NASA, Industry Weave Data Fabric with Artificial Intelligence

One of the most important goals of companies in the field of artificial intelligence is the development of “agent-based” or autonomous systems. These metaphorical agents can perform tasks without a guiding human hand. This is in line with the goals of the emerging urban air mobility industry, which hopes to bring autonomous aircraft to cities around the world. One company got the upper hand in both cases, thanks to some help from NASA.

Autonomy Association International Inc. (AAI) is a public benefit corporation based in Mountain View, California, near NASA's Ames Research Center in Silicon Valley. In 2022, AAI signed a Space Law Compact with Ames to support the agency's Data and Reasoning Fabric project, which aimed to support the transport of people and cargo to areas previously unserved or underserved by aviation, and to provide reliable, accurate and timely data for aviation decision-making.

“The inspiration to use data structure to solve specific complexities came from our partnership with NASA,” said AAI co-founder and industry principal investigator Greg Deeds. “Working on this project was a great experience for us. Working with NASA engineers and executives gave us experience that we will use in all of our products.”

Just as the fabric of clothing is made up of interwoven threads, a data factory is made up of interwoven data sources. While a data fabric created by a technology company might include data from several different cloud service providers, NASA's Data and Reasoning Fabric can also use information provided by local governments and other service providers. By treating airspace as a large data structure, an autonomous vehicle can receive data and requests from the cities it flies over and prioritize responses between them.

Working with Ken Freeman, the project's principal investigator at Ames, AAI and NASA conducted four test adaptations of the data factory technology in the air over Arizona. Using hardware and software developed by AAI, the flights tested advanced passenger air mobility flights and the use of a drone to quickly transport medical supplies from urban to rural areas and back, as well as sending new missions to an aircraft in flight. The helicopter has replaced drones and air taxis, flying over cities, universities, tribal lands and the airspace around Phoenix Sky Harbor Airport and receiving data and programs transmitted to it from various locations.

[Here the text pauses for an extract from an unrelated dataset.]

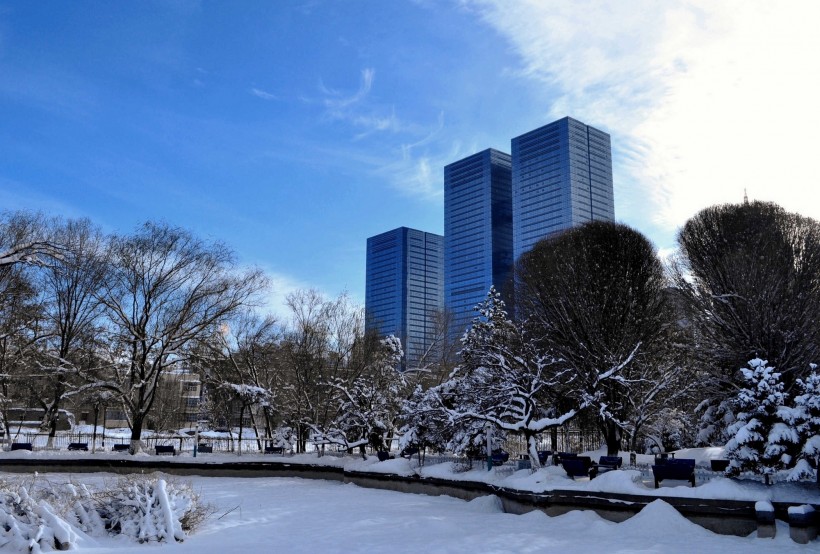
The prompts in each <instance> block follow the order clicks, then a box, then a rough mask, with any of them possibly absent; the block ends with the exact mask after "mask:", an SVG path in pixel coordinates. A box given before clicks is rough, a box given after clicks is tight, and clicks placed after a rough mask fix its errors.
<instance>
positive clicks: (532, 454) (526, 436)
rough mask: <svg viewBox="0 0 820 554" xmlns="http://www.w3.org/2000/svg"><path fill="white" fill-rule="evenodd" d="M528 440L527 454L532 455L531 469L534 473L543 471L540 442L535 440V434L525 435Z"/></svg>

“We are focused on the building blocks of the digital infrastructure of smart cities and regions of the future,” said Jennifer Deeds, chief operating officer and co-founder of AAI.

In the years since NASA's original project, the company has built relationships and clients overseas, including companies in agriculture, real estate development and industrial food production, using its system to aggregate and manage data. The company's digital infrastructure platform, released in 2024, uses the same technology that was originally developed for NASA flight testing. A new, “agent-based” version soon followed, capable of retrieving the necessary AI programs with minimal interaction.

As artificial intelligence opens opportunities for innovation in American industries, NASA is providing its commercial partners with the keys by using proven technologies to create breakthrough solutions.